• Body style: 2-door subcompact
• Dimensions: Undisclosed
• Seats: 2
• Drivetrain: Battery electric
• Top speed: 25 mph
• Estimated range: 100 miles
• Production run: About 100 vehicles
Through five years and 700,000 miles of testing, Google left one big question about its self-driving car technology unresolved: How would it fit into the rest of the auto industry?
Finally last week, in the form of a cute-as-a-koala electric buggy, came an answer: It won't.
Everything about the new test program that Google co-founder Sergey Brin revealed last week, from the design of its two-seat prototypes to the decision to test them on city streets instead of highways, points toward a personal transportation system that directly challenges the driver-centered, ownership-based business model the auto industry has relied on for a century.
"If you look at a vehicle purchase today, it's the second largest purchase most people in America make, and it's a resource that basically sits idle for 95 percent of the time," Christopher Urmson, the director of Google's self-driving cars project, told reporters. "It's kind of a poor capital investment, in some senses."
Google's idea of a killer app, therefore, is not a more accurate map or sensor to assist the driver but rather a vehicle that targets a pressing need for urban mobility without the need for a driver or driving at all. It envisions a network of self-guided, battery-powered vehicles standing ready in urban areas, able to be summoned with a tap on a smartphone and capable of taking their passengers to any destination.
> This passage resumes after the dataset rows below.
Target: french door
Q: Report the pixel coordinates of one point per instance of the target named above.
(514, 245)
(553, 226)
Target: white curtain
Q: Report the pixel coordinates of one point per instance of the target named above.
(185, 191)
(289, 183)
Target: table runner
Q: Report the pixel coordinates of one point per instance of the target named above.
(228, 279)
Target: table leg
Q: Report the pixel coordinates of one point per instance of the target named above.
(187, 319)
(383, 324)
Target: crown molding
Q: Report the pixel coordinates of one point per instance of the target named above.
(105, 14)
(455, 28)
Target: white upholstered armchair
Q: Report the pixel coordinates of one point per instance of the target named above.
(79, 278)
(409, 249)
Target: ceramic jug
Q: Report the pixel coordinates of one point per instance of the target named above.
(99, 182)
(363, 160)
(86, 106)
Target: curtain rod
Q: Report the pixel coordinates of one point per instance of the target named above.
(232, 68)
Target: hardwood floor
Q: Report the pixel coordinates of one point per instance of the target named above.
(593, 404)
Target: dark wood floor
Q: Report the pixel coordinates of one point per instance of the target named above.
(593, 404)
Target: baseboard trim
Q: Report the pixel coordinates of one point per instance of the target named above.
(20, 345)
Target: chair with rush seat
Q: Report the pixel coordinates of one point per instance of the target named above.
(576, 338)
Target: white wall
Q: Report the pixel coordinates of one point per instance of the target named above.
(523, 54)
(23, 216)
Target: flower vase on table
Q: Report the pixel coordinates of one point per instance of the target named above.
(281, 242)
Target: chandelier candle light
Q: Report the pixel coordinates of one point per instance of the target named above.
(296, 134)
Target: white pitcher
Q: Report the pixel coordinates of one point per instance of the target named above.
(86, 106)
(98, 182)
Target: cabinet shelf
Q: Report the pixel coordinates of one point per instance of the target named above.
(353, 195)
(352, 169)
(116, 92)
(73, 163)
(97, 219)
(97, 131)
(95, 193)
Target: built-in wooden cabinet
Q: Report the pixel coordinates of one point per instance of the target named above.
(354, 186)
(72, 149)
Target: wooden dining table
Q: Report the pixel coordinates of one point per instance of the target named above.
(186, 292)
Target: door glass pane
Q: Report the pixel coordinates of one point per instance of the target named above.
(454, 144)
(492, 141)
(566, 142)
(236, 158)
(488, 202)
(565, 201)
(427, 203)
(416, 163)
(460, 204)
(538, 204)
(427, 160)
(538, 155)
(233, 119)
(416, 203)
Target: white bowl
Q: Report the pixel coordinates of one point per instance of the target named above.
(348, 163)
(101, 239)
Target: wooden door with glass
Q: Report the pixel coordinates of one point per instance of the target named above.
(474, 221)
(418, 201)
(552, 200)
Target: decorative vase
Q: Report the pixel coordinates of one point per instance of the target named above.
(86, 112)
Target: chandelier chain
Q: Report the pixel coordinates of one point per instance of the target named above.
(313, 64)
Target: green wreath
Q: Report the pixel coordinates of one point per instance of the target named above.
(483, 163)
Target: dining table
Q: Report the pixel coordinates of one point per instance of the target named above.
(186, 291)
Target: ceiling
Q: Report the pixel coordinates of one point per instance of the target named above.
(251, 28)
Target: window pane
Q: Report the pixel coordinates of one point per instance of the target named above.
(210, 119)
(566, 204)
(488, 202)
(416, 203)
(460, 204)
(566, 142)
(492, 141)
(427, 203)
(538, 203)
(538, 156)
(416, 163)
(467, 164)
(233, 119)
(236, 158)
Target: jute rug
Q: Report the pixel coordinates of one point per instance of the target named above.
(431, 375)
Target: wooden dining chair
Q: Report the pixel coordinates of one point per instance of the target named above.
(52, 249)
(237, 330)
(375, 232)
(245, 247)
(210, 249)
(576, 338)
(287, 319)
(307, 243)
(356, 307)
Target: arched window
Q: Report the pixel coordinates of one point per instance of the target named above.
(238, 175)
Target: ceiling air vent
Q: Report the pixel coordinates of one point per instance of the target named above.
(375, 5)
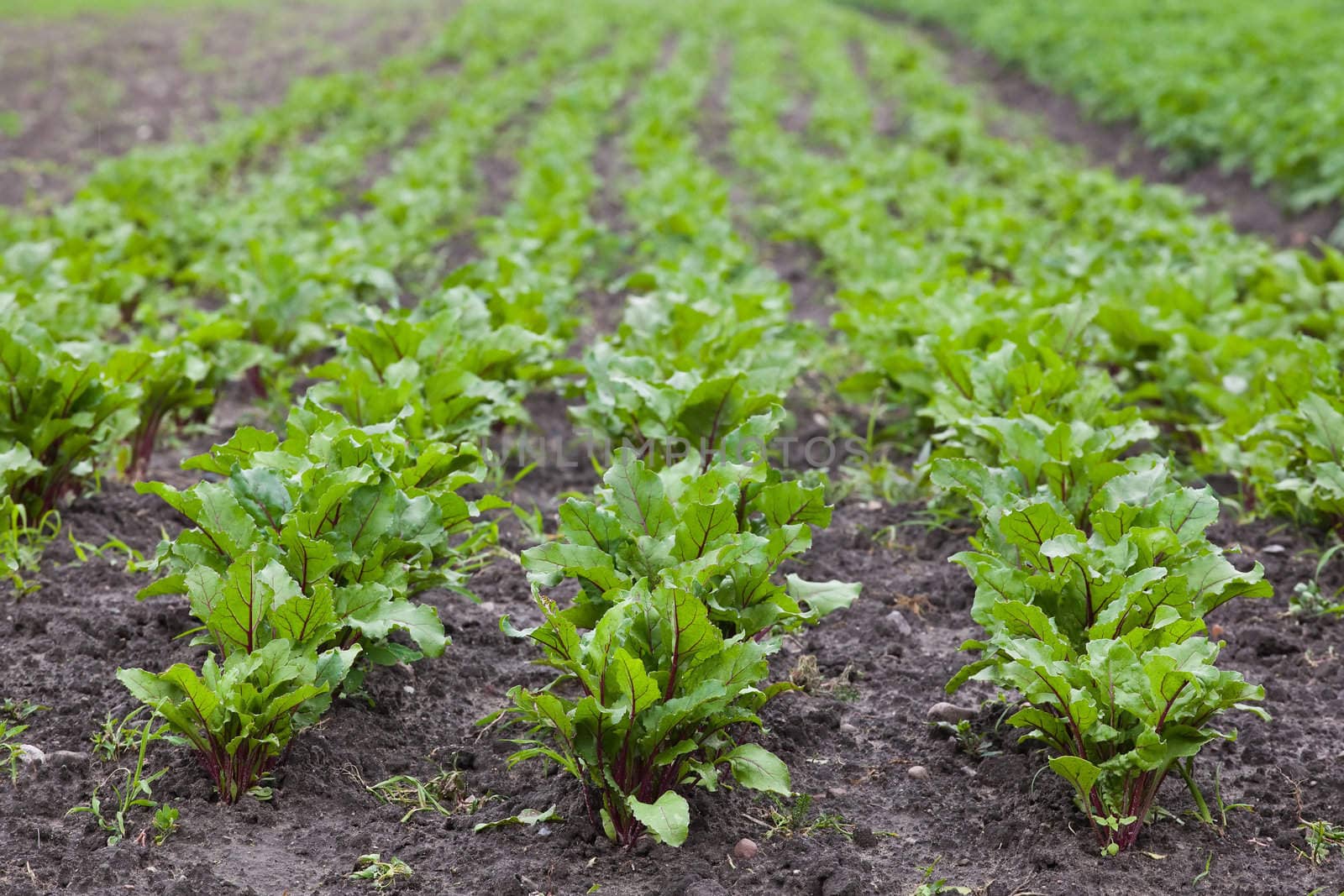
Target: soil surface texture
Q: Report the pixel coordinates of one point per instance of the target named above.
(74, 92)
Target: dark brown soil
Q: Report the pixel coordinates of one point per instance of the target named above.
(94, 86)
(1121, 147)
(850, 743)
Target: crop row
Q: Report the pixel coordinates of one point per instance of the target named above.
(1065, 354)
(1249, 85)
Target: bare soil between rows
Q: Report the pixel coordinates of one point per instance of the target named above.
(1121, 145)
(93, 87)
(994, 824)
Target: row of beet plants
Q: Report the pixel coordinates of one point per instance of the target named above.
(662, 658)
(1093, 569)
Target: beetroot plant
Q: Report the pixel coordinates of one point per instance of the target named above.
(663, 658)
(645, 703)
(1092, 584)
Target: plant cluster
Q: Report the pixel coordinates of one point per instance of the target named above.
(1218, 92)
(664, 651)
(304, 558)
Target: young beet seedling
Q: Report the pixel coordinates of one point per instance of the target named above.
(1093, 577)
(663, 658)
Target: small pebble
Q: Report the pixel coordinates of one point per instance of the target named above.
(895, 624)
(951, 714)
(66, 758)
(31, 755)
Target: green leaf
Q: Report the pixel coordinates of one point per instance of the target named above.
(756, 768)
(669, 819)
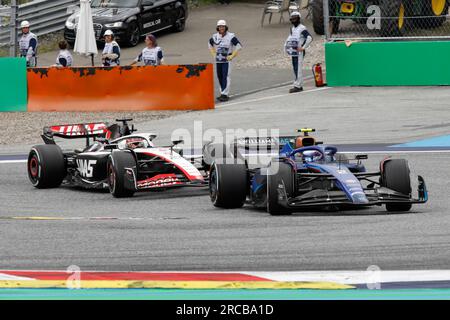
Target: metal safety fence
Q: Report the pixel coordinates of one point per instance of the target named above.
(46, 16)
(381, 19)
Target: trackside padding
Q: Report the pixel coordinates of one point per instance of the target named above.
(395, 63)
(13, 84)
(184, 87)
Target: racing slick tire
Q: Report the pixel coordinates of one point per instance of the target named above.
(228, 185)
(436, 11)
(285, 175)
(396, 176)
(117, 162)
(46, 166)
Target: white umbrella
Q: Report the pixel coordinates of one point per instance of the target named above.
(85, 42)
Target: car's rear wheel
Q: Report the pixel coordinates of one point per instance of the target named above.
(46, 166)
(117, 162)
(279, 173)
(396, 176)
(228, 185)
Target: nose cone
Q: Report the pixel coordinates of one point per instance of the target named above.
(359, 198)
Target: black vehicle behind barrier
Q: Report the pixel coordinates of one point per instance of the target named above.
(130, 19)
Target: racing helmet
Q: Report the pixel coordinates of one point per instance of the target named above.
(296, 14)
(295, 17)
(152, 38)
(24, 24)
(312, 155)
(221, 23)
(135, 143)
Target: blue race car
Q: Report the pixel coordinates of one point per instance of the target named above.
(305, 174)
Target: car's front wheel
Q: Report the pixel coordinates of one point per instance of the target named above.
(117, 162)
(228, 185)
(279, 173)
(396, 176)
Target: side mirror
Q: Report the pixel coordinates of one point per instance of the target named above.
(111, 147)
(147, 3)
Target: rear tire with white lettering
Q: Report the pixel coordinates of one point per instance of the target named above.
(46, 166)
(117, 162)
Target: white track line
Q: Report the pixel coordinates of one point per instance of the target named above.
(357, 277)
(341, 277)
(270, 97)
(9, 277)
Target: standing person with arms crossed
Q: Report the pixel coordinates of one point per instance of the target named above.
(296, 44)
(224, 46)
(64, 58)
(28, 45)
(111, 52)
(152, 55)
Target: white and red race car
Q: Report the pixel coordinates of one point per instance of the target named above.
(115, 157)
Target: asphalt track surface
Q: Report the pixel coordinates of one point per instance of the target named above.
(180, 230)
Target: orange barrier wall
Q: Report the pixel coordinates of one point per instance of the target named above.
(188, 87)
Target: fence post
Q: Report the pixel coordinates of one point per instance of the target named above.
(326, 19)
(13, 29)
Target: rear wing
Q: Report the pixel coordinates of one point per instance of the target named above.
(77, 131)
(264, 143)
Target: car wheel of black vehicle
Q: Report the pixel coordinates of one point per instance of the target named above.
(284, 174)
(228, 185)
(180, 22)
(318, 20)
(134, 34)
(437, 11)
(46, 166)
(396, 176)
(117, 162)
(393, 20)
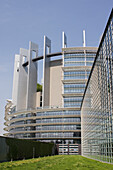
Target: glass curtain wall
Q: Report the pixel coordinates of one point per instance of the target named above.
(97, 106)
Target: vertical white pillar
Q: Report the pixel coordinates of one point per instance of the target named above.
(64, 40)
(32, 76)
(84, 40)
(46, 73)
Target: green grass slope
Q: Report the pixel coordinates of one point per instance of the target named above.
(65, 162)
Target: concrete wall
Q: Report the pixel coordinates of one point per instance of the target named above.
(38, 94)
(22, 81)
(15, 79)
(25, 79)
(32, 77)
(55, 83)
(46, 72)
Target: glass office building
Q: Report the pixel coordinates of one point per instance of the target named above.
(59, 118)
(97, 105)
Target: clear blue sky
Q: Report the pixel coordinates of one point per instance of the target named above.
(22, 21)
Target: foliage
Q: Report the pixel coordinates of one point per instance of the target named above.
(60, 162)
(39, 87)
(16, 149)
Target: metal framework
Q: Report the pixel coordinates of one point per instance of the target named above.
(97, 104)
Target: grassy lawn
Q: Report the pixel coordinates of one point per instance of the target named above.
(65, 162)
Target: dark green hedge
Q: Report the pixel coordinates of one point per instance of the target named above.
(15, 149)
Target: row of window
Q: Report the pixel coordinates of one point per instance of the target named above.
(46, 120)
(76, 72)
(68, 64)
(78, 59)
(58, 127)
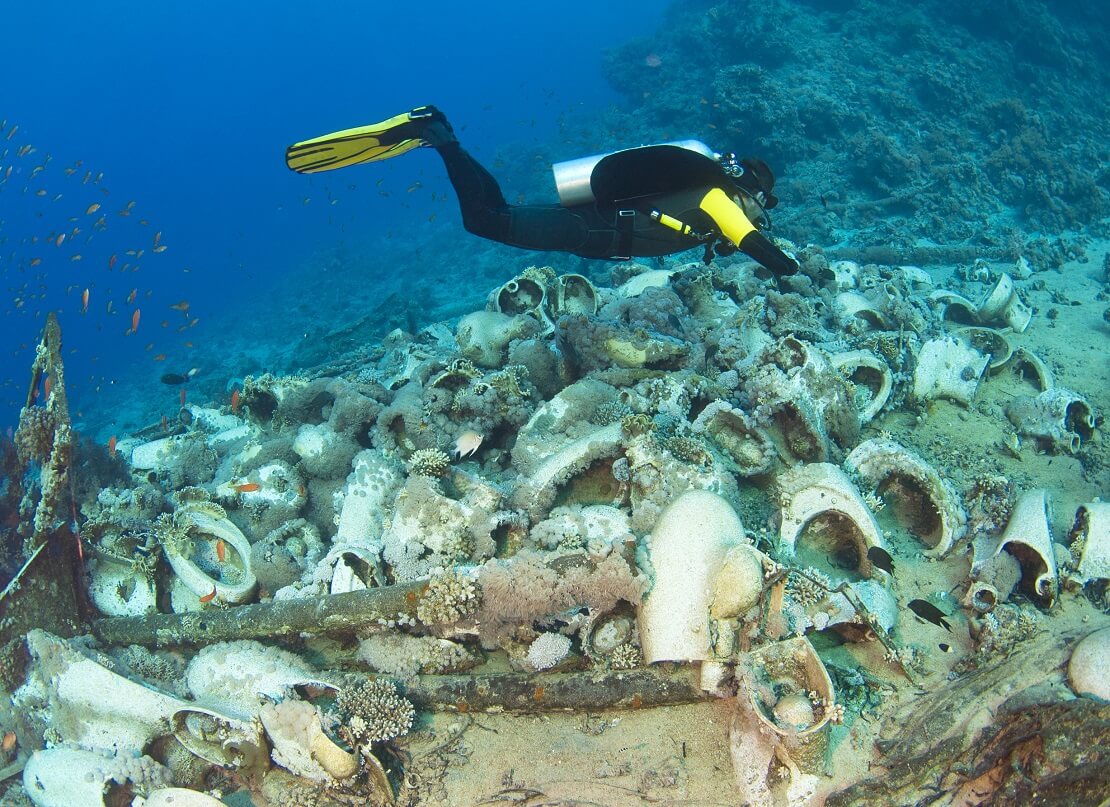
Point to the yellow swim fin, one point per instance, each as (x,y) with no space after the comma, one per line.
(351,147)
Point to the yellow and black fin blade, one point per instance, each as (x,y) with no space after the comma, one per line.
(351,147)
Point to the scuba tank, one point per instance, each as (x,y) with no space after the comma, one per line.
(573,178)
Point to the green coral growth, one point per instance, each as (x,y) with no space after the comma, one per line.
(451,595)
(636,425)
(688,450)
(430,462)
(374,712)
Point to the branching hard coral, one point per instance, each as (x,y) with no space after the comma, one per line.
(547,649)
(688,449)
(430,462)
(452,595)
(626,656)
(636,425)
(810,588)
(34,435)
(611,412)
(374,712)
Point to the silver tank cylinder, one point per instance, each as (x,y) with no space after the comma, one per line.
(572,177)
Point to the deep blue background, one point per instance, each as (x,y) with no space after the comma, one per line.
(187,109)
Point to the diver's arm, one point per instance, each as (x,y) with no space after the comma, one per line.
(735,225)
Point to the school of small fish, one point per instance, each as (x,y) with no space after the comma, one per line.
(48,230)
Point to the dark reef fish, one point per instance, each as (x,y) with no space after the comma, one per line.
(174,379)
(930,612)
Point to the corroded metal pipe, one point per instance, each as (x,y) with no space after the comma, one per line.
(333,614)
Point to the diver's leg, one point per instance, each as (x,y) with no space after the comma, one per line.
(486,213)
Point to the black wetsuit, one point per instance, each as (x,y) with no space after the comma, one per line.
(622,229)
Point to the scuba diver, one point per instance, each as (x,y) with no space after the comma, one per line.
(647,201)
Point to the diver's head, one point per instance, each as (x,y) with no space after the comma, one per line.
(754,181)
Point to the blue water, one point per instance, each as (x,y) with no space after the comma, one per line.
(187,110)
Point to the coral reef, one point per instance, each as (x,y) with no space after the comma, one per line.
(374,712)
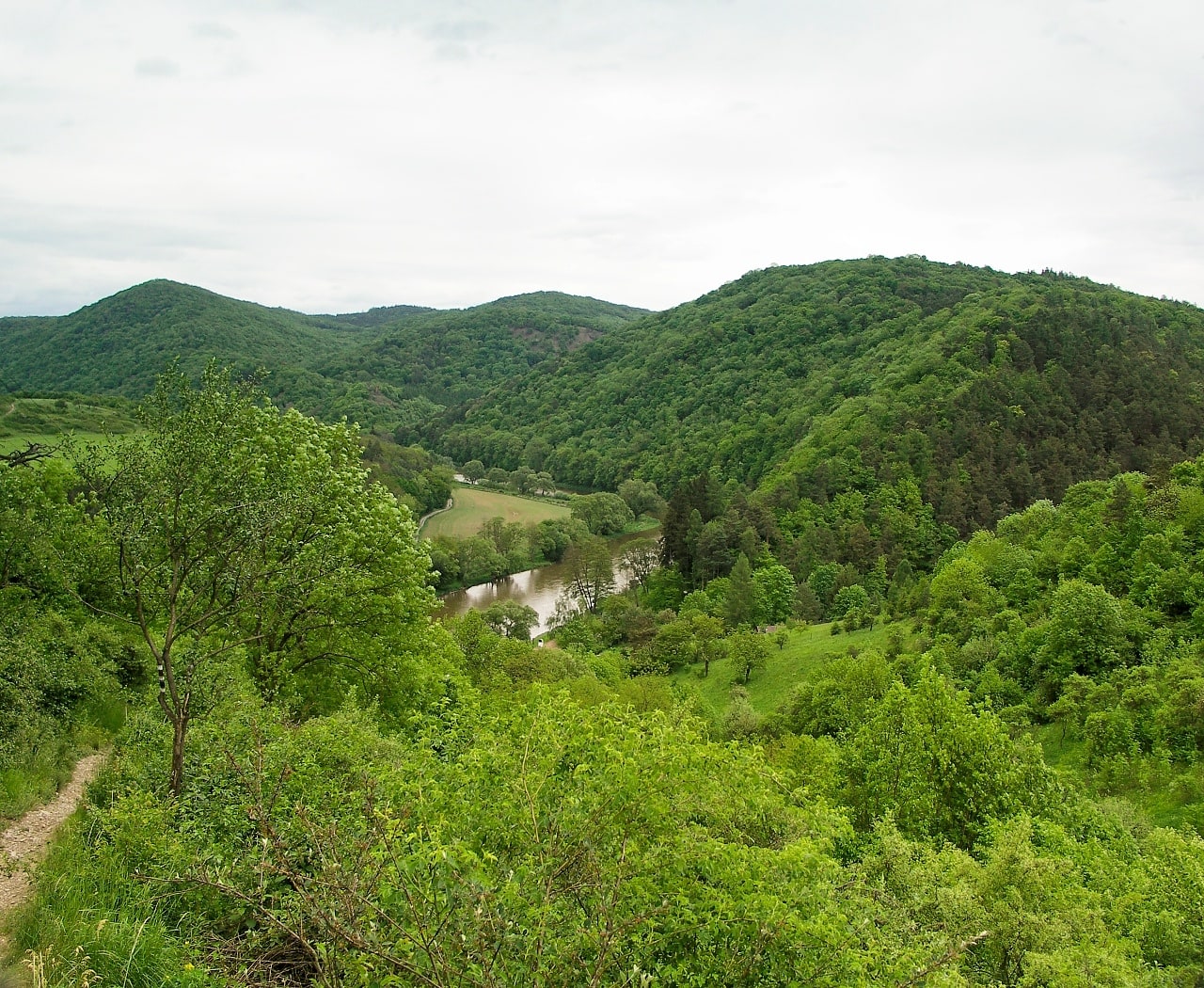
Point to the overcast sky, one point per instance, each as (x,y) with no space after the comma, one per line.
(330,155)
If that sounds a bit like Uber with no one at the wheel, that may well be the point. Last year, Google led a $258 million investment in the on-demand taxi service through its Google Ventures capital arm.
Uber CEO Travis Kalanick acknowledged the connection at a conference last week in California. "When there's no other dude in the car," the blog TechCrunch quoted him as saying, in reference to the driver, "the cost of taking an Uber anywhere becomes cheaper than owning a vehicle."
Google ultimately may try supplying its software and maps to the mainstream auto industry, but car-sharing could offer the company and its technology a more direct route to the marketplace.
"All along, we've all been speculating about Google," said consultant Richard Bishop, who led the U.S. Department of Transportation's vehicle automation program in the 1990s. "We've known they're building very capable technology, but the question has been: What are they going to do with it? Here's a concrete use case -- the autonomous taxi -- that has significant potential, whether Google is the one who does it or not."
To prepare its autonomous cars to handle all sorts of urban driving scenarios, Google has commissioned a fleet of about 100 custom-built prototypes, which Urmson said will appear on California's public roads by year end.
Though current testing regulations require that a driver sit behind the wheel, Google's vision -- as depicted in its publicity materials -- is for the cars eventually to have no steering wheel or pedals.
Automakers such as Daimler AG and Volvo also are aggressively pursuing autonomous vehicles to make cars safer, improve mobility for blind and elderly people and make traffic jams and commutes less tiresome.
But none of those automakers envisions eliminating the role of the driver altogether.
Google does. It says it isn't confident enough about the handoff of controls to maintain a role for the driver in a self-driving car. Human factors research suggests that once people gave up control of a vehicle, they would be too trusting, Urmson said, and wouldn't be prepared to retake the controls quickly when they were needed.
Rather than taking a shot at "debugging the human," Google decided to go for a fully autonomous car.
Autonomous, that is, within certain human-defined limits. Google's custom-built prototypes will be electronically limited to 25 mph and will never go on highways. They will be designed as "neighborhood" vehicles under U.S. regulations, exempting them from many crash-safety standards. And they will have emergency buttons for pulling over and shutting down.
"We've built in occupant protection and pedestrian protection and tried to tailor it to the environment we'll actually be operating in," said Ron Medford, the project's safety director, who was deputy administrator of the National Highway Traffic Safety Administration before joining Google in 2013.
Kara Kockelman, a transportation engineering professor at the University of Texas, said Google's decision to contain its experiment to cities makes sense. The risk of injuries there is lower because traffic moves slowly, she said, and the higher population density means self-driving vehicles could spend more time carrying passengers and less time sitting idle.
"In many ways," Kockelman said, "cities are where we expect to see them first."
Rather than partnering with a major automaker, Google signed up Roush Enterprises of suburban Detroit to build its prototypes, according to a report last week by Crain's Detroit Business, a sibling publication of Automotive News.
That's largely in line with Google's corporate ethos. Brin, the company's co-founder, acknowledged last week in an interview with The New York Times that car companies are working on partially autonomous driving features, but he suggested that the pace of change was too gradual for Google.
"That stuff," Brin said, "seems not entirely in keeping with our mission of being transformative."